While Ash Wednesday is celebrated similarly here, the days leading up to it are very different. This time period is called Carnaval, and it is one of the biggest Latin-American traditions. Here in Ecuador, there is no school or work on the Monday or Tuesday before Ash Wednesday. The celebrations start on Friday night and continue throughout the long weekend. The easiest way to describe it is an extended, more intense Mardi Gras. Everyone spends time with their families and there is a huge amount of espuma (foam spray), water, and eggs. Nowhere is safe on the streets during these four or five days. You are guaranteed to get hit with water, foam, or an egg at least a few times before the celebrations are over. Everyone dresses up in a variety of traditional costumes too. I am glad I got to be a part of this exciting tradition, and I am already looking forward to celebrating again next year!
As I was moving to my new home and also spending time with my new host family the past weekend, this was the first year in my life that I missed Easter mass. I was a little upset about it, but I have been reminded that missing mass does not change anything. Easter is still Easter, and Jesus still rose from the grave.
Furthermore, being able to experience Semana Santa here in Ecuador was an amazing experience. I went to Palm Sunday mass at the little church in Nayón, where hundreds of people brought palms to be blessed. I have also been able to watch the processions pass by on the street from my roof. On any day of Biblical importance, there is always a mass of people proceeding down the street in costumes. On Good Friday in Quito, people dress as Cucuruchos in purple garments and walk down the streets as penance in a procession called Jesús del Gram Poder (Jesus of Great Power). Oftentimes, they also carry crosses or walk barefoot or with chains.
I was also lucky enough to try Fanesca (the traditional Ecuadorian dish for Semana Santa) during the past week. This soup is made of 12 different grains, resembling the 12 Disciples. Due to the religious traditions of not eating meat, it does not contain any. However, it is often served with hard boiled eggs, dough balls, avocados, cheese, and/or mini empanadas. There are many Ecuadorian legends about Fanesca, including one that claims that it originated when people were mourning the death of Jesus and shared all of their grains to make soup together.

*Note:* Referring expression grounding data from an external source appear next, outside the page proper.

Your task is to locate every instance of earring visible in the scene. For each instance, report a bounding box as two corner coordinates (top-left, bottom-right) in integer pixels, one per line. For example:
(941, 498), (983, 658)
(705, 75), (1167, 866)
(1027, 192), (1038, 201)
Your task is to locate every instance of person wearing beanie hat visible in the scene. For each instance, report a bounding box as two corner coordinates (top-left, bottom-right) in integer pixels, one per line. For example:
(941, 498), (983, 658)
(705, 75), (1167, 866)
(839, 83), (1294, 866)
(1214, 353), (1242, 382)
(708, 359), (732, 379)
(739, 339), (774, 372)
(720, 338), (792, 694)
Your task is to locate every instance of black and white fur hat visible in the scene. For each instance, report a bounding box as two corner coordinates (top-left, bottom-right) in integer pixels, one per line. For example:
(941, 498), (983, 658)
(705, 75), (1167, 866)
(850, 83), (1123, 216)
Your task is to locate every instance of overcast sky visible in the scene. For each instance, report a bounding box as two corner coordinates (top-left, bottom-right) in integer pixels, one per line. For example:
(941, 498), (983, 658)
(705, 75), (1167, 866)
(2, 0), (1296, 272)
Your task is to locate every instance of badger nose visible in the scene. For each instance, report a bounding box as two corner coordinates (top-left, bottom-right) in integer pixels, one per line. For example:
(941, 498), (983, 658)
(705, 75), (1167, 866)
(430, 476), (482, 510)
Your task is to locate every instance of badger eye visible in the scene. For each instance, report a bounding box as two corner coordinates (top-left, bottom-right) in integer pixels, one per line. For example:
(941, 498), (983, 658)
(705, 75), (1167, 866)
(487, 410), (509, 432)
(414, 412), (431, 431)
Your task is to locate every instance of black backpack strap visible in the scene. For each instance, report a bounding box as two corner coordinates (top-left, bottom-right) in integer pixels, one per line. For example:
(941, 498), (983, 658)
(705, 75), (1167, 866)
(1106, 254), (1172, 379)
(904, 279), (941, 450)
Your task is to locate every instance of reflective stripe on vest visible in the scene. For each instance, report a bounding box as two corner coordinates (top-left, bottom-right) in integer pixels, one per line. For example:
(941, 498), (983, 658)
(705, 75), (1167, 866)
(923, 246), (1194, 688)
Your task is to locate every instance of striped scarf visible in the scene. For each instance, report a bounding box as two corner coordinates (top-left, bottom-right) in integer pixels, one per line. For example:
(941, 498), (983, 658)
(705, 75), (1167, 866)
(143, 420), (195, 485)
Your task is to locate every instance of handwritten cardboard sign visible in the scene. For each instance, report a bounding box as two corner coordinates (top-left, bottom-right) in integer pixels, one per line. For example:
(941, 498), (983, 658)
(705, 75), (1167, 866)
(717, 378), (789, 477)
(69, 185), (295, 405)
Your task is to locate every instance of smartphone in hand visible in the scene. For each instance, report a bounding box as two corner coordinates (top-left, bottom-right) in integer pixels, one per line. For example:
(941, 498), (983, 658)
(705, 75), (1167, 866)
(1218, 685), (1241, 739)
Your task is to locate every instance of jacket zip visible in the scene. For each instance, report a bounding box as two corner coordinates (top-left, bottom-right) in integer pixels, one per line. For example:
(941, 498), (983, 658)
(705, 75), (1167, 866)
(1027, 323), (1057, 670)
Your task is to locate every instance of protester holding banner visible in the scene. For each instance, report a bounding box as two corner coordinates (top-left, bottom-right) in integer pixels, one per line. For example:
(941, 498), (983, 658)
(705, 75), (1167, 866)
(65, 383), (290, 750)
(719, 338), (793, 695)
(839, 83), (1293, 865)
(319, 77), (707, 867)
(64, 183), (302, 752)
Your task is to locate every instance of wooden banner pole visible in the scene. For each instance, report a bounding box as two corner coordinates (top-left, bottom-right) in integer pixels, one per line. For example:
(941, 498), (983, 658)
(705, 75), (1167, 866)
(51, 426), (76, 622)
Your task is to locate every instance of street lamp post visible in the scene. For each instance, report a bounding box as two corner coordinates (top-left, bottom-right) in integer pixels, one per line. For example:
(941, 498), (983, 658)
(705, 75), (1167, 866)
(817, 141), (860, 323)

Overall, being away from home for the holidays can be tough, but there are also many benefits. Being able to share cultures is an amazing opportunity. I have been able to teach Ecuadorians about American traditions for St. Patrick’s Day, and I have also learned about the Ecuadorian culture surrounding Carnaval and Semana Santa. These festivities are especially great times to embrace our differences and learn from one another. In fact, every day here in Ecuador is both challenging and rewarding simply because it is different than the United States. Even though differences can be scary, they are how we learn best. Life can be so much more rewarding if we talk to the strangers instead of staring at them, and if we hear their stories instead of avoiding them for not matching ours.